- The Washington Times - Thursday, October 25, 2001

ISLAMABAD, Pakistan Members of a militant Pakistani guerrilla group smuggled the bodies of eight colleagues from the Afghan front back into Pakistan, then confirmed yesterday that the eight had died in U.S. air strikes.
They were the first confirmed deaths of foreign forces joining the battered Taliban.
The guerrilla group succeeded in smuggling the bodies back after being refused entry at the main border crossing between Kabul and Peshawar.
A total of 22 Pakistani guerrillas were killed in the strikes earlier this week, according to members of the Harakat ul-Mujahideen, one of the most militant of more than a dozen Pakistani groups that send guerrillas to train in Afghan-istan and fight security forces in Indian-controlled Kashmir.
"They died at the front, fighting alongside the Taliban," said Gul Zamin, an activist in the banned group.
The deaths, while providing evidence that the U.S. strikes are reaching the Taliban and their allies on the ground, are likely to further inflame Pakistani militants, who already have been protesting the air strikes across the border in Afghanistan.
Colleagues first tried to bring the bodies through the border crossing at Torkham, on the road from Kabul to Peshawar, hoping to bury them in their homeland, according to reporters at the scene.
A Taliban official said the Pakistani border guards blocked the way, saying, "You wanted to fight with the Taliban, you can bury them in Afghanistan."
According to one account, the fighters died Monday night near Bagram, about 30 miles north of Kabul, where the Taliban faces off against the opposition Northern Alliance.
Another Harakat official told the Associated Press that they died while meeting in a house in Kabul, when a bomb came through the roof.
Harakat is designated by the United States as a terrorist group, and its assets were frozen following the Sept. 11 attacks on the United States, in which more than 5,000 people died.
Pakistan not only served as a rear base during the 1979-89 war against the Soviet Union, but Pakistanis joined the Afghan struggle in large numbers.
Of the 22 Pakistanis reported dead yesterday, nine were buried at a site near Bagram. Eight were smuggled into Pakistan and the whereabouts of the other five were unknown.
In northern Afghanistan yesterday, Mohammad Atta, a Northern Alliance leader, said his opposition forces, based south of Mazar-e-Sharif, had mounted an offensive toward the district of Keshendeh during the night.
He said U.S. air attacks on enemy lines had enabled his men to win control of four villages in fighting, which left between 70 and 80 Taliban troops dead and 150 captured.
The alliance, which claims to have teams of U.S. special forces among its ranks, hopes to take Mazar-e-Sharif to open supply routes leading to Kabul and into western Afganistan.
Near Kabul, the Taliban has concentrated an estimated 6,000 troops in hills about 30 miles north of the city.
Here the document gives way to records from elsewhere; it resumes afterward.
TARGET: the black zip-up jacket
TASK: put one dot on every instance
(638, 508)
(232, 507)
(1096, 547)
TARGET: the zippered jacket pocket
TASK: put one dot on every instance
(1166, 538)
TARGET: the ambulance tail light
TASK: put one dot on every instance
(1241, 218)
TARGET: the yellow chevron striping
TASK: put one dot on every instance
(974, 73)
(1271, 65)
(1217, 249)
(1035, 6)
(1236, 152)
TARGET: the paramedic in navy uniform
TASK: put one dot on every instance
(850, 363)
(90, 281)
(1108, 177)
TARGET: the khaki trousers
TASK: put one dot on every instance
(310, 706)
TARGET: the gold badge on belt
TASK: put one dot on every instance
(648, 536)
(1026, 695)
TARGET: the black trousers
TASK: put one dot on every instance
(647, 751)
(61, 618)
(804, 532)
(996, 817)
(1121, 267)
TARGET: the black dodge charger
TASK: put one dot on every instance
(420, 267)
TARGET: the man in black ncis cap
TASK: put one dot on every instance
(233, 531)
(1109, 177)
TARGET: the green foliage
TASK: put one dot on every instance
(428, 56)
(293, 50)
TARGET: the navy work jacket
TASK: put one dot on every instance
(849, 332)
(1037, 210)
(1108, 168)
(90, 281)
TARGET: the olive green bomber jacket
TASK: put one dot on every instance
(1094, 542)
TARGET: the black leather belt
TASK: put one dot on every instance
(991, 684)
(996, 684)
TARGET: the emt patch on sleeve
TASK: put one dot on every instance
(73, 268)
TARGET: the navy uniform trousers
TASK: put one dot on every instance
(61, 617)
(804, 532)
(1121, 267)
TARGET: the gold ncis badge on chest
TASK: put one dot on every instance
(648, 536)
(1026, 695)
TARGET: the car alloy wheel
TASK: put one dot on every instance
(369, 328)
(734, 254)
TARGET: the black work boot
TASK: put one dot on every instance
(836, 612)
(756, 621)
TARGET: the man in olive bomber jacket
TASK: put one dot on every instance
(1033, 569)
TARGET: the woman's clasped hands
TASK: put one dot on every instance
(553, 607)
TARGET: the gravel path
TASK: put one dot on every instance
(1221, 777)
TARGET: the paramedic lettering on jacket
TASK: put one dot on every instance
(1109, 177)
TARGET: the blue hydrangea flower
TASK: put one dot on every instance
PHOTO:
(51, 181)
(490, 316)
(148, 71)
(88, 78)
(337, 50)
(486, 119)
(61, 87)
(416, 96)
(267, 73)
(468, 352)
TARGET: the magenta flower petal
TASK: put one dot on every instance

At a front-line post at the Rabat district, alliance deputy brigade commander Haji Bari claimed the opposition had brought up thousands of troops and weapons to the strategic Panjshir Valley in anticipation of any march on Kabul.
"We're waiting for the order," he said against a background of crackling artillery and machine-gun fire.
For the moment, however, alliance fighters were pulling back their positions to put their troops at a safe distance from U.S. bombs hitting Taliban forces, he said.
In Islamabad, U.N. spokeswoman Stephanie Bunker said yesterday that more than 70 percent of the population of the main cities of Herat, Jalalabad and Kandahar had fled to escape the U.S. bombing.
The Taliban claims that more than 1,000 civilians have been killed in the bombardments, but Washington dismissed such claims as lies, acknowledging however that some bombs had gone astray.
The United Nations said yesterday that U.S. cluster bombs had hit a mosque in a military camp, a military hospital and a civilian village during attacks on the western Afghan city of Herat Monday night.
Meanwhile, the Taliban ambassador to Pakistan their only foreign envoy returned to Afghanistan yesterday for consultations.
Asked in an interview where he was going, Mullah Abdul Salam Zaeef would say only that he was not going to the Taliban power base of Kandahar.
"I want to hold talks with the authorities on some issues which cannot be discussed on the telephone," the Pakistan-based Afghan Islamic Press (AIP) quoted Mr. Zaeef as saying before he crossed the border at Torkham. It was suggested that he could not talk by telephone for fear of giving away the locations of Taliban leaders.
In a related development, Pakistani officials detained a pro-Taliban scientist who played a key role in helping Pakistan become a nuclear power. The government said Sultan Bashiruddin Mahmood had been placed in protective custody.
Officials at the Pakistan Atomic Energy Commission said Mr. Mahmood had been a project director for the nation's nuclear program.
Abdul Majid, who was also detained, worked with Mr. Mahmood for years at the Atomic Energy Commission. Mr. Mahmood's links with Islamic groups and his pro-Taliban sentiments had drawn scrutiny from Pakistani security agencies in recent months, sources at the energy commission said.
This story is based in part on wire service reports.